Let (F)NM × ND be the miRNA-disease interaction score matrix, then F can be decomposed as \( F=\left[{FM}_1^T,{FM}_2^T,\cdots, {FM}_{NM}^T\right]=\left[{FD}_1,{FD}_2,\cdots, {FD}_{ND}\right] \), Where, \( {FM}_i^T \) represents the predicted interaction score of miRNA mi with all diseases, and FDj denotes the predicted interaction score of disease dj. Based on the hypothesis that higher similarity miRNAs are more likely to be interacted with the same disease, we can get:
$$ \sum \limits_{i,j}^M{s}_{i,j}^m{\left\Vert \frac{1}{\sqrt{d_i^m}},{FM}_i,-,\frac{1}{\sqrt{d_j^m}},{FM}_j\right\Vert}^2= tr\left({F}^T\left(I-{D_m}^{-\frac{1}{2}}\bullet {S}_m\bullet {D_m}^{-\frac{1}{2}}\right)F\right) $$
(14)
Where \( {s}_{i,j}^m={\left({S}_m\right)}_{i,j} \) denotes the similarity of mi and mj. \( {d}_i^m=\sum \limits_{j=1}^{NM}{s}_{i,j}^m \), and the diagonal matrix \( {D}_m=\mathit{\operatorname{diag}}\left({d}_1^{\mathrm{m}},{d}_2^{\mathrm{m}},\cdots, {d}_{NM}^{\mathrm{m}}\right) \). Similarly for diseases, we can get:
$$ \sum \limits_{u,v}^{ND}{s}_{u,v}^d{\left\Vert \frac{1}{\sqrt{d_u^d}}{FD}_s-\frac{1}{\sqrt{d_v^d}}{FD}_t\right\Vert}^2= tr\left({F}^T\left(I-{D_d}^{-\frac{1}{2}}\bullet {S}_D\bullet {D_d}^{-\frac{1}{2}}\right)F\right) $$
(15)
Where \( {s}_{u,v}^d={\left({S}_d\right)}_{u,v} \) denotes the similarity of du and dv. \( {d}_u^d=\sum \limits_{k=1}^{ND}{s}_{u,k}^d \), and the diagonal matrix \( {D}_d=\mathit{\operatorname{diag}}\left({d}_1^d,{d}_2^d,\cdots, {d}_{ND}^d\right) \).

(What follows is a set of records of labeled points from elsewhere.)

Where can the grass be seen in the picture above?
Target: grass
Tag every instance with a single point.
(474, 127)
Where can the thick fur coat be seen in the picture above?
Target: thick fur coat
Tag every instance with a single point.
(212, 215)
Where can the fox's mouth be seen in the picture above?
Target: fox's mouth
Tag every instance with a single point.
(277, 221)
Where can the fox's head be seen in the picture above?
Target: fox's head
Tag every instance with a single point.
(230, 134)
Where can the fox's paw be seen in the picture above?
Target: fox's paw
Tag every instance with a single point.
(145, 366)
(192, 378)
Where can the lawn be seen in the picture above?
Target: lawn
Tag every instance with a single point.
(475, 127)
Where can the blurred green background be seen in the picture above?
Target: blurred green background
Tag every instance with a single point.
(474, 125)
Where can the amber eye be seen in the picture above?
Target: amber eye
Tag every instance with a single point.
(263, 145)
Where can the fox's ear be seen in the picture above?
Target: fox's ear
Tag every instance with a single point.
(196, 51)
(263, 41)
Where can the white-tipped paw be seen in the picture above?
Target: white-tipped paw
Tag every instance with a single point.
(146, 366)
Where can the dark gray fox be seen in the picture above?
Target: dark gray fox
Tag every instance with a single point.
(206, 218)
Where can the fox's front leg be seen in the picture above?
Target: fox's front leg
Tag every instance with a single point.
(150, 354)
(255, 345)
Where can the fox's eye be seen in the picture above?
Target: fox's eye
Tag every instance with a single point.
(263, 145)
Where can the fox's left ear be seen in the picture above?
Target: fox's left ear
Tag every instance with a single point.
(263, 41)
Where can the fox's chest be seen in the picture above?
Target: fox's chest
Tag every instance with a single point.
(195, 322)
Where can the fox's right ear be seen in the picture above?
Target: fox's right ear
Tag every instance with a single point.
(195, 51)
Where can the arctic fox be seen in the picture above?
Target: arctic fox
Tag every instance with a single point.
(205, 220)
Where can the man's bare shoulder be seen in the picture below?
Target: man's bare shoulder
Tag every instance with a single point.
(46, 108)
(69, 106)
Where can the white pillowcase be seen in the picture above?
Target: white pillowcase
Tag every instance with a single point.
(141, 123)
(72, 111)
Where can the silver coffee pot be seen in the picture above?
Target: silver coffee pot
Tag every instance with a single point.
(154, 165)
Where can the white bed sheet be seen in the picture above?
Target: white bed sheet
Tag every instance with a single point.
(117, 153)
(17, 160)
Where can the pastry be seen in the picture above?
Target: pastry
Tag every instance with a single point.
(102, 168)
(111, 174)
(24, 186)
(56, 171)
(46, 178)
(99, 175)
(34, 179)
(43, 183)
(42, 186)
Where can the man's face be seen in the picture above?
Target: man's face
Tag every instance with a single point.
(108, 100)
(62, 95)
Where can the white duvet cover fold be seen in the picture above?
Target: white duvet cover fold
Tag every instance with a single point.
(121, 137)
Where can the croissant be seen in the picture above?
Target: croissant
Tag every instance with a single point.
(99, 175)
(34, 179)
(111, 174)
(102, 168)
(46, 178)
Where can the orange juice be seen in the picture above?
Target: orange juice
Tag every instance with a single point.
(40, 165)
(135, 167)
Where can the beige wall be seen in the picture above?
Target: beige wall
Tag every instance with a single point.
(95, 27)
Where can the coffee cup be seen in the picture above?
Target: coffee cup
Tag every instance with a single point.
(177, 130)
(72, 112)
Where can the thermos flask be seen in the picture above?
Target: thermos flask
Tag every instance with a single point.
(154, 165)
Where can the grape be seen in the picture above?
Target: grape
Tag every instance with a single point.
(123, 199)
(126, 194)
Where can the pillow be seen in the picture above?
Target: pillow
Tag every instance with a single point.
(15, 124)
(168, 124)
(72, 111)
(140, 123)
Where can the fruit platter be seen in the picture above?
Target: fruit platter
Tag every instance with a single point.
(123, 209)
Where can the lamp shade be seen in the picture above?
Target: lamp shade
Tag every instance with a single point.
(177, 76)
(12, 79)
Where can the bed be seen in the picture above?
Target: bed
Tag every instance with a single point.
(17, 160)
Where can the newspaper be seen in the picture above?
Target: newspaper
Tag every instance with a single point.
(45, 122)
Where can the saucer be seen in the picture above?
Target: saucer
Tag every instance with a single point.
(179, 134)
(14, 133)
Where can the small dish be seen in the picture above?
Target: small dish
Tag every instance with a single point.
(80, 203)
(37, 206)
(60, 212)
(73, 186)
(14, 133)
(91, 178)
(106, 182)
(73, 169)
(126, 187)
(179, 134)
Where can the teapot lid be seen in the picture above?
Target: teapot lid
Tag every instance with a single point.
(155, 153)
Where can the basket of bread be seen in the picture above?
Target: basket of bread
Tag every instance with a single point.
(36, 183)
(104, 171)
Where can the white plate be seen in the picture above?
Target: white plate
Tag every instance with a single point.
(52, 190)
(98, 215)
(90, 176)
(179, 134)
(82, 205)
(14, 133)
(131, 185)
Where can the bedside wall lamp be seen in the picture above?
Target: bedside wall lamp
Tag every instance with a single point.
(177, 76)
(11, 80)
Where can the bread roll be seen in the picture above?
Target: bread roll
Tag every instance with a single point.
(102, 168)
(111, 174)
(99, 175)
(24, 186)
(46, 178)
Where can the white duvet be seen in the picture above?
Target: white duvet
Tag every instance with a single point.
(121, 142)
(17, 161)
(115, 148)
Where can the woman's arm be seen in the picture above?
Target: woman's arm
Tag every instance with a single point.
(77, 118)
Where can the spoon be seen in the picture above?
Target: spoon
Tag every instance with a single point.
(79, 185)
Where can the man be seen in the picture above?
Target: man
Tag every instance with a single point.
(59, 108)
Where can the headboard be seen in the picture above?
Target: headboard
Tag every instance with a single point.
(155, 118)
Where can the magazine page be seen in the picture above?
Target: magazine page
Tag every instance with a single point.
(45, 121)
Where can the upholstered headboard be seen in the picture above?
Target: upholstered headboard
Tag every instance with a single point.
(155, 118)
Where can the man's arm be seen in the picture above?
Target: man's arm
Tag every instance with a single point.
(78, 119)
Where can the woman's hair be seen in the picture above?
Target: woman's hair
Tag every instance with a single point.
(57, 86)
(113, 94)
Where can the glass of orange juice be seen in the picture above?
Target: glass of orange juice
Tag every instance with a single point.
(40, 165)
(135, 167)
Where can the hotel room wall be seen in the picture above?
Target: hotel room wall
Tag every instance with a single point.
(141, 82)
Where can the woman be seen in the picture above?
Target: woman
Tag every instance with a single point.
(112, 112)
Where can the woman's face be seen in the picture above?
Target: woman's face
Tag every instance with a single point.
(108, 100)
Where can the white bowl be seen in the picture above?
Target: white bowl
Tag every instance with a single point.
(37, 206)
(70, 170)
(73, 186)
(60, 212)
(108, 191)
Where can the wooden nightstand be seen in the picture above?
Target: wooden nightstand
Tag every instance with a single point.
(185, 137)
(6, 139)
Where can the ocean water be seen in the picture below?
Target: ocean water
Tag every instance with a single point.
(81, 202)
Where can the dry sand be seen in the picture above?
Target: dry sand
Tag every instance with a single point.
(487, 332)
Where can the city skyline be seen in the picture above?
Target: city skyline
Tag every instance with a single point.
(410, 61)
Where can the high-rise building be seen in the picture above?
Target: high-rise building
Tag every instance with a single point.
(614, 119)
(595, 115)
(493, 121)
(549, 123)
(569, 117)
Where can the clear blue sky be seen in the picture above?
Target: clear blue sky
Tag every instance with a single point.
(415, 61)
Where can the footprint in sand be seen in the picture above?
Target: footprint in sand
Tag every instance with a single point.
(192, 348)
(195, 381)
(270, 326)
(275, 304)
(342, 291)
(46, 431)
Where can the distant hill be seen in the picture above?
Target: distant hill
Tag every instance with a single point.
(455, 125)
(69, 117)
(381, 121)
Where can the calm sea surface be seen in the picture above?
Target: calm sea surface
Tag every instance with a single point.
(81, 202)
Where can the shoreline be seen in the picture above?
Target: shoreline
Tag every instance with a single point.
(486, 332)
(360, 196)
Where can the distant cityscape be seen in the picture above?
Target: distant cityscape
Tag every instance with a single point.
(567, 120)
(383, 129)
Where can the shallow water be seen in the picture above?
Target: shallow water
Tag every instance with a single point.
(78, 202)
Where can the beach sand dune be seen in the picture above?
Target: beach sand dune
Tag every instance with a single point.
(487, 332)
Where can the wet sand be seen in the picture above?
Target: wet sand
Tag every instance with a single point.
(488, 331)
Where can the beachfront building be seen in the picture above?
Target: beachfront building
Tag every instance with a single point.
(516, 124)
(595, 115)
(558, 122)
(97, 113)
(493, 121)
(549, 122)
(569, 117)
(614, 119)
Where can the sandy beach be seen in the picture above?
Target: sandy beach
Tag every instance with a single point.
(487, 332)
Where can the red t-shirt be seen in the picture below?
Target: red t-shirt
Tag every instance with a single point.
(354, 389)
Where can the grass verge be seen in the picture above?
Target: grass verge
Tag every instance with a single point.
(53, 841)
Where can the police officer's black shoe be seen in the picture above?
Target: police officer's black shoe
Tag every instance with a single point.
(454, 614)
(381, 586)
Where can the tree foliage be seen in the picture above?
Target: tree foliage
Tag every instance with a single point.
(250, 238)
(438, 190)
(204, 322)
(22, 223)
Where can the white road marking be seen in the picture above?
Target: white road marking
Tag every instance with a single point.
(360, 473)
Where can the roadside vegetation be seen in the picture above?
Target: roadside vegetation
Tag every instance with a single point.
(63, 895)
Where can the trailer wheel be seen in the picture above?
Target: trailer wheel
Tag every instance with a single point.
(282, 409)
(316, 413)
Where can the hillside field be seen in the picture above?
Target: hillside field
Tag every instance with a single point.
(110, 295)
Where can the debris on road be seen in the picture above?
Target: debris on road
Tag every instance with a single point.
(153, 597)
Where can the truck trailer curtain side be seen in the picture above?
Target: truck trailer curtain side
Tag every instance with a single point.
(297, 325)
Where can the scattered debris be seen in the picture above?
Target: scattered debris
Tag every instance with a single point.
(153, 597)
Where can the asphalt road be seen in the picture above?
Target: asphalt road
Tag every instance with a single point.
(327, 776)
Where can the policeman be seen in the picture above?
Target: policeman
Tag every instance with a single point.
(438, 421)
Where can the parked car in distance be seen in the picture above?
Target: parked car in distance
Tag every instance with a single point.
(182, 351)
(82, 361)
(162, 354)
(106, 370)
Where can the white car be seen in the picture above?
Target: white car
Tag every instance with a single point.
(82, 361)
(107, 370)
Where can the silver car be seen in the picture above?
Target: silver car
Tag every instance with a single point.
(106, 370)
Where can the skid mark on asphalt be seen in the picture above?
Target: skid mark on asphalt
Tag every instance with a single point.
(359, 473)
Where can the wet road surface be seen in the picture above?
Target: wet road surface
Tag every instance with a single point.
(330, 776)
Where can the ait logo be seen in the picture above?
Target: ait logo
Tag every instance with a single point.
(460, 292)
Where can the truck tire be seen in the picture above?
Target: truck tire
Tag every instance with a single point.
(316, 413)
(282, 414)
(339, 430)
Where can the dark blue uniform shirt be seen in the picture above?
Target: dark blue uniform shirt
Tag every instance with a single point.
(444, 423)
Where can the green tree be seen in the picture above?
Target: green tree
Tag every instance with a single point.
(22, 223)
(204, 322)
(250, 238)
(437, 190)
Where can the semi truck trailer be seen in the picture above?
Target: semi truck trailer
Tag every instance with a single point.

By this stage, the bidirectional propagation algorithm can be obtained as follows:
$$ \Big\{{\displaystyle \begin{array}{c}\begin{array}{c} argmin\\ {}F\end{array}\left\{{\left\Vert F-Y\right\Vert}_F^2+\frac{\lambda_{\mathrm{m}}}{2} tr\left({F}^T{L}_mF\right)+\frac{\lambda_{\mathrm{d}}}{2} tr\left({FL}_d{F}^T\right)\right\}\\ {}\kern0.50em {L}_m=I-{D_m}^{-\frac{1}{2}}\bullet {S}_m\bullet {D_m}^{-\frac{1}{2}}\\ {}{L}_d=I-{D_d}^{-\frac{1}{2}}\bullet {S}_D\bullet {D_d}^{-\frac{1}{2}}\end{array}}\operatorname{} $$
(16)
Where \( {\left\Vert F-Y\right\Vert}_F^2 \) represents the overall prediction error, which is required to be as small as possible, λm and λd are the Laplacian regularization parameters of miRNA and disease, respectively. The derivative of Eq. 16 for F is as follows:
$$ \frac{\partial Q(F)}{F}=2\left(\mathrm{F}-\mathrm{Y}\right)+{\lambda}_m{L}_mF+{\lambda}_d{FL}_d $$
(17)
In order to speed up the optimization of the gradient algorithm, we use AdaGrad algorithm [34] to adaptively choose the gradient step size. The details of the optimization algorithm to the proposed bidirectional propagation model are described in Algorithm 1.